Tak tertahankan air mata saya mengucur membaca SMS itu. Berat rasanya menerima kenyataan bahwa di balik label yang diterakan seseorang pada saya bahwa saya adalah makhluk terjahat yang paling dibenci orang, ternyata saya masih diperhatikan seseorang yang saya tahu tak layak lagi berteman dengan saya. Sebab saya ini hanya seorang buangan yang sedang bergulat meniti kehidupan baru saya, semoga masih saja di dunia ini belum berpindah ke alam baka. Sesungguhnya Allah dengan segala KemahakaryaanNya alangkah nikmatnya untuk manusia yang hina-dina.

(Bersambung)


4 komentar:

  1. Bunda,...entahlah saya harus berkomentar apa. Rasanya penghiburan kadang menjadi semilir angin sesaat bagi kita sebagai penyintas, setelah itu kita sibuk memompa kekuatan untuk terus bertahan. Tapi kita tahu bahwa hidup dgn rasa sakit tidak mustahil.
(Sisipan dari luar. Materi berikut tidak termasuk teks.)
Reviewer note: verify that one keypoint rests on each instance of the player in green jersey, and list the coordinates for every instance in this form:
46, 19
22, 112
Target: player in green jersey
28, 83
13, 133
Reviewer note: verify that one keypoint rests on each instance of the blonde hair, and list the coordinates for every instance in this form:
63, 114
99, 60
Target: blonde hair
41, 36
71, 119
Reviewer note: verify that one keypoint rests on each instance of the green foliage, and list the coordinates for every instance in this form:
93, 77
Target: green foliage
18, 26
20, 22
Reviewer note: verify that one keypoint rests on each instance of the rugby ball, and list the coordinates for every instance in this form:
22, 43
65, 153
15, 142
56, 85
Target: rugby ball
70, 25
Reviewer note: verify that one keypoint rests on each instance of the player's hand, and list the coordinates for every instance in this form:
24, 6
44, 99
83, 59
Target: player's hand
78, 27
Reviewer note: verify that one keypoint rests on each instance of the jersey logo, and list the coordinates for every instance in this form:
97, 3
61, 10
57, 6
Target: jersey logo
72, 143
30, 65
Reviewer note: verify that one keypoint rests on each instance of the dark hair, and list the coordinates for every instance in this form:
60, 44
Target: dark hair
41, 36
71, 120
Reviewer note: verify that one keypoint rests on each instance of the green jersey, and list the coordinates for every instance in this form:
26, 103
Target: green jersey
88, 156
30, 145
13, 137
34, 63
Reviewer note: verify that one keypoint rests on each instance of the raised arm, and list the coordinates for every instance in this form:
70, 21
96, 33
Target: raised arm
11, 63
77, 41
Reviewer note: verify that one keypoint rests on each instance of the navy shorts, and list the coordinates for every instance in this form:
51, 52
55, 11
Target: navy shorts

    Saya melewatinya, dan kdg seolah menunggu dan harap cemas dgn kejutan lain dari tubuh saya. Tapi saya yakin Tuhan tahu sampai batas mana kita mampu menahan rasa sakit. Peluk untukmu bunda...

    BalasHapus
    Balasan
    1. Dear nak Irma, assalamu'alaikum. Hidup tanpa rasa sakit, bukan dengan rasa sakit, itu yang menurut saya mustahil. Begitu 'kan ya? Jadi saya memang menikmati aja semua sakit yang ditimpakan Allah kepada saya. Itu nikmat juga kok ternyata. Nikmatnya berupa persahabatan yang nggak putus-putus dengan segudang kasih sayang di dalamnya.

      Sekarang gimana kondisi nak Irma? Sudah segar dan sehat lagi 'kan?! Kemarin tetamu saya yang perawat itu bilang, diet menghindari daging merah dan putih itu baik sekali. Seperti yang saya kerjakan, saya cuma makan ikan air tawar dengan tempe-tahu dan sayuran. Tetap semangat ya, sehat-sehat selalu doa saya untuk nak Irma.

      Peluk hangat lagi cium mesra ah, boleh 'kan?!

      Hapus
  2. ngakak baca istilah koktail kemo.. :D
    setidaknya waktu yang berkata kalu mbakyujulie sangat baik dan tidak seperti orang lain yang dulunya menghinadina..

    semangat ya mbak..

    BalasHapus
    Balasan
    1. Istilah koktail itu asli istilah medis deh. Saya tahunya dari zuster sama dokter. BTW saya sudah terlalu sering dihina, jadi saya kebal sekarang. Terima kasih lagi ya sudah berkali-kali menghangatkan hati saya, salam sayang buat jeng Tin.